Dopo l’accettazione del preventivo, il progetto entra nella fase più delicata: realizzazione delle opere e coordinamento con l’iter autorizzativo. In questa fase la connessione non dipende solo dall’impianto fotovoltaico, ma anche dalle opere sul punto di consegna, dagli adeguamenti di rete, dalle eventuali infrastrutture in media tensione e dalla coerenza tra soluzione tecnica e titolo edilizio o autorizzativo. È qui che molti progetti accumulano ritardi.
Il TICA distingue chiaramente i tempi di realizzazione della connessione.
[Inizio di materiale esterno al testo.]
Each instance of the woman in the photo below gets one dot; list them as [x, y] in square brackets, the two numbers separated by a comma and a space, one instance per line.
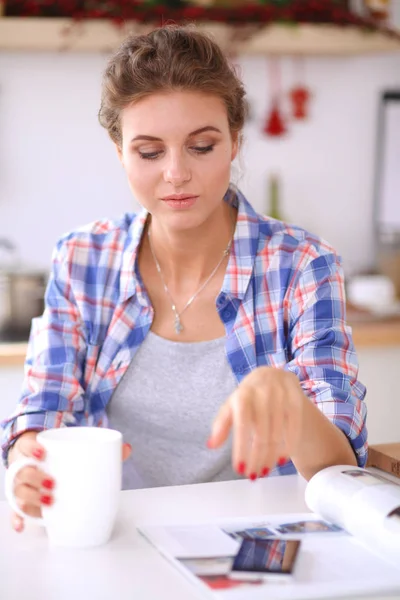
[196, 318]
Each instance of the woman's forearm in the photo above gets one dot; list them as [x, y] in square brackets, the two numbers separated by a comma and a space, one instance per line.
[321, 443]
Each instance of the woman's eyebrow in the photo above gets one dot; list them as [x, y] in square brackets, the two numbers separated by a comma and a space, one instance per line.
[151, 138]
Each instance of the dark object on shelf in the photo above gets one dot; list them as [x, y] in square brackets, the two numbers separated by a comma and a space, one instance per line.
[21, 300]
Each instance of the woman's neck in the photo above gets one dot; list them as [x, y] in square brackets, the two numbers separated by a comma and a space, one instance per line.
[192, 255]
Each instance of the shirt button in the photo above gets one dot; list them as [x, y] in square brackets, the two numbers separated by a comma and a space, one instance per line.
[221, 299]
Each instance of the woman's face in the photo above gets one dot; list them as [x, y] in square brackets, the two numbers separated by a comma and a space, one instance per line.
[177, 151]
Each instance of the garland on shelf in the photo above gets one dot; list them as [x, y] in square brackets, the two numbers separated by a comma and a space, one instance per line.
[238, 12]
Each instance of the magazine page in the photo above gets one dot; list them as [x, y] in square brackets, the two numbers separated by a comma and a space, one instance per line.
[328, 562]
[364, 503]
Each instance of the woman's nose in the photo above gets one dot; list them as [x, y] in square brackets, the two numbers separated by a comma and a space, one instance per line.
[177, 171]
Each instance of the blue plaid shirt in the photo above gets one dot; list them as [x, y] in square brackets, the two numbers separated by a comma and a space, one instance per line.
[282, 304]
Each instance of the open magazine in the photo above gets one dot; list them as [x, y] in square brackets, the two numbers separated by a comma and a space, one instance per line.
[349, 543]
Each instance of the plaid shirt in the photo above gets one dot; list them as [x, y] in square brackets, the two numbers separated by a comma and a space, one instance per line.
[282, 304]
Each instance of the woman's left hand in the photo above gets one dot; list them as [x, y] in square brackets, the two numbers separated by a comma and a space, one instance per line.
[265, 413]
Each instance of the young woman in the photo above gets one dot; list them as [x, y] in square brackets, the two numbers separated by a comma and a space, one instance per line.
[212, 337]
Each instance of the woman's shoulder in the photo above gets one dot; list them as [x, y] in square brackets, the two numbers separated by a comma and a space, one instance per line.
[99, 236]
[286, 238]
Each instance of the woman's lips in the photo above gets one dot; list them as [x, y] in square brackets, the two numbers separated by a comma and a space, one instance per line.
[180, 202]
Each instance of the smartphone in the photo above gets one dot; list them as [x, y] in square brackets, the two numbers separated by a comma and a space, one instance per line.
[272, 559]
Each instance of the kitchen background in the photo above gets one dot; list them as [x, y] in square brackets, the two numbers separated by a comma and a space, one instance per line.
[58, 169]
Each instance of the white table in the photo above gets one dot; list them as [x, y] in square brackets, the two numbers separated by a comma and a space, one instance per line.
[129, 567]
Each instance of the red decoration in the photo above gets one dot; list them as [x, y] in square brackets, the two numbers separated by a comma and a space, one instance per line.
[300, 96]
[275, 125]
[159, 11]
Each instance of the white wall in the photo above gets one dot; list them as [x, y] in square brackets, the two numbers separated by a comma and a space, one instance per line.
[58, 169]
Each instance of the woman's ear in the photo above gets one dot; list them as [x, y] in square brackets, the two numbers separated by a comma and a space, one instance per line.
[235, 146]
[119, 153]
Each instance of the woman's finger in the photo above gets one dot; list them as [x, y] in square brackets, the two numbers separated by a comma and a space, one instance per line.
[29, 497]
[242, 418]
[17, 522]
[261, 452]
[28, 446]
[126, 451]
[35, 478]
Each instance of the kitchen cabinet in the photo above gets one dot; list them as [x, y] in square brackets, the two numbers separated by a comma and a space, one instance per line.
[10, 386]
[100, 35]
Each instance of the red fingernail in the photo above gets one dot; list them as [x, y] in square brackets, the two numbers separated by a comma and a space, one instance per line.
[45, 500]
[18, 526]
[38, 453]
[48, 483]
[241, 468]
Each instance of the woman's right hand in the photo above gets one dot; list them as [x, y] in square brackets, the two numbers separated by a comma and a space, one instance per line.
[32, 485]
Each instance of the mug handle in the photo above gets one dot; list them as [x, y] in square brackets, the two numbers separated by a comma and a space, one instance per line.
[11, 473]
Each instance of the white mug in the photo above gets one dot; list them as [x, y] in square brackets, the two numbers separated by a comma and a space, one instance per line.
[86, 465]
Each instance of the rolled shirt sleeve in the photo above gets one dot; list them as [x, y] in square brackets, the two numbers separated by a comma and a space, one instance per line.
[322, 351]
[53, 392]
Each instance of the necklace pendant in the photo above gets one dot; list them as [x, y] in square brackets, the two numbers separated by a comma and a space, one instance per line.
[178, 324]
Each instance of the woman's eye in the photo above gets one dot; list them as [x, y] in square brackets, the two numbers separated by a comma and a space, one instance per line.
[149, 155]
[203, 149]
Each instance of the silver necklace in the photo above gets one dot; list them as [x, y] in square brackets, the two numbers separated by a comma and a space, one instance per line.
[177, 315]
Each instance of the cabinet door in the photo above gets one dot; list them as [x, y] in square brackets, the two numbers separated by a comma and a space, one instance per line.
[379, 371]
[10, 386]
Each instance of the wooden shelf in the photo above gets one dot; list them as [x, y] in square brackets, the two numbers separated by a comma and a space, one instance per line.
[365, 335]
[61, 34]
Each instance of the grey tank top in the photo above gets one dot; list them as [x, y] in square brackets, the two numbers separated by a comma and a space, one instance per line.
[165, 405]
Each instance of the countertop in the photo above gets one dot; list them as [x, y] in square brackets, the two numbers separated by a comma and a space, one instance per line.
[366, 334]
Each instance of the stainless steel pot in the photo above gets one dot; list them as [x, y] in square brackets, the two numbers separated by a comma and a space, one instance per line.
[21, 300]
Per lavori semplici il tempo massimo è di 30 giorni lavorativi; per lavori complessi è di 90 giorni lavorativi, cui si aggiungono 15 giorni lavorativi per ogni chilometro di linea in media tensione oltre il primo.
Nella fase finale, dopo la realizzazione delle opere, occorre poi completare tutti gli adempimenti informativi e di sistema.
I controlli più rilevanti riguardano:
Dopo il completamento delle opere, il richiedente deve trasmettere la comunicazione di completamento, l’attestazione di avvenuta registrazione dell’anagrafica impianto su GAUDÌ e la documentazione relativa al pagamento della quota residua del corrispettivo di connessione.
Entro 5 giorni lavorativi dall’attivazione della connessione, il gestore di rete conferma su GAUDÌ l’entrata in esercizio dell’unità di produzione e del relativo impianto. Inoltre, entro 30 giorni dalla data di attivazione, il responsabile del servizio di misura conclude i test di telelettura e aggiorna lo stato di validazione post-connessione.
La fine del cantiere non coincide quindi automaticamente con la piena operatività dell’impianto. Finché anagrafica, misura e attivazione non risultano chiuse correttamente, il progetto resta esposto a ritardi amministrativi e commerciali. Per questo l’allaccio fotovoltaico va gestito come un processo unico: domanda iniziale, preventivo, STMG, opere di rete, autorizzazioni, GAUDÌ e misura fanno parte della stessa filiera decisionale e incidono direttamente su tempi, costi e valorizzazione dell’energia prodotta.